A group of researchers from Scottish Universities working alongside international collaborators have achieved remarkable new results in quantum secure encryption over standard optical-fibre networks. The results were published in Nature Communications.

Led by Heriot-Watt and involving researchers from the Universities of Strathclyde, California and Leiden, the collaboration focused on the potential of ‘quantum dots’ – semiconductor nanostructures that behave like artificial atoms – to act as single-photon sources.

Quantum light sources that emit very faint signals are an essential component for achieving encrypted communications via quantum secure methods. Quantum dot single-photon sources have the additional advantage of being compatible with so-called quantum memories, a key enabling technology towards the establishment of a future quantum internet.

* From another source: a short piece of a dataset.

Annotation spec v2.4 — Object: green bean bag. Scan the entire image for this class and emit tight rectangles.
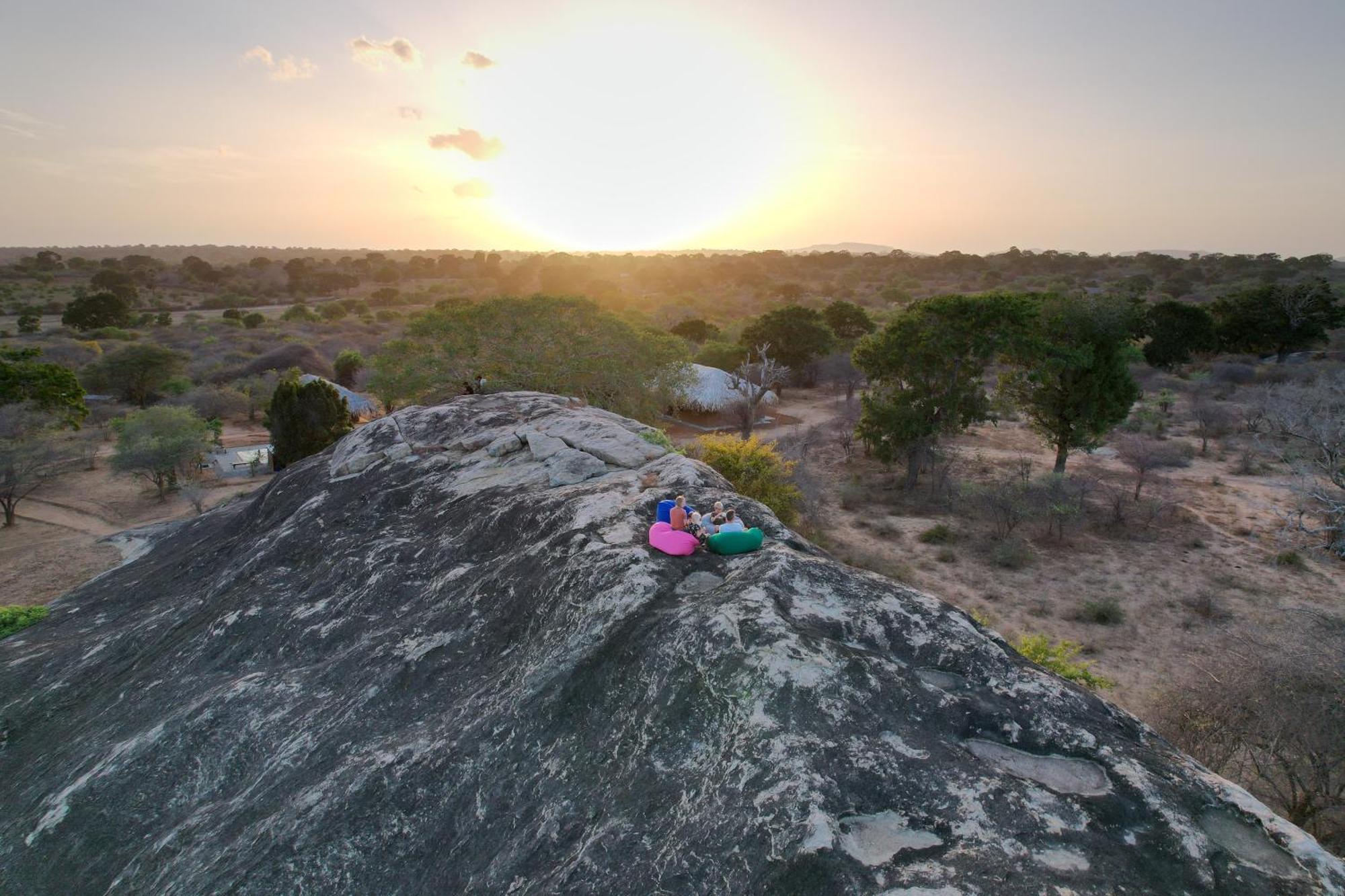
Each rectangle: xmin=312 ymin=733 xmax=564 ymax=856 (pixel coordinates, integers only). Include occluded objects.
xmin=705 ymin=529 xmax=761 ymax=555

To date, though, this potential has been limited by practical performance issues, such as distance limitations due to photon loss in optical fibres, and unfeasibly long processing times to generate secure keys from real-world data.

The results of this new work overcome these limitations, achieving record key rates and distance results by converting the photons from a high-quality quantum dot to wavelengths used in low-loss telecom networks.

A major development is a new security analysis of the amount of secure key distillable from practical amounts of raw data. Using techniques also utilised in satellite quantum communications, the researchers showed that they could generate robust encryption keys for fibre distances of up to 175km in just an hour, when previously achieving this kind of security guarantee over such length of fibre would have taken decades.

The feasibility study that led to this experimental demonstration was originally funded by the EPSRC Quantum Communications Hub project, that aims to develop and implement next generation quantum secure networks at all distance scales. These new results convincingly establish that the use of frequency-converted quantum dots is possible at high rates and encryption key acquisition times, relevant for metropolitan-scale quantum communications networks over conventional optical fibre. This breakthrough brings single-photon-based quantum security much closer to practical technology and application.

Prof. Alessandro Fedrizzi, lead researcher at Heriot-Watt University, said: “Generating quantum keys with single photon sources is challenging, but the high rates and distances we have achieve show that this is a very competitive technology that is also future-proof for quantum networks.”

University of Strathclyde’s Dr Daniel Oi, who led the secure key generation analysis, said: “The work demonstrates the benefits of close collaboration between experimentalists and theorists. We utilised recent advances in security analysis, suitably adapted for imperfect single photon sources, and achieved drastic improvements over hitherto standard methods.”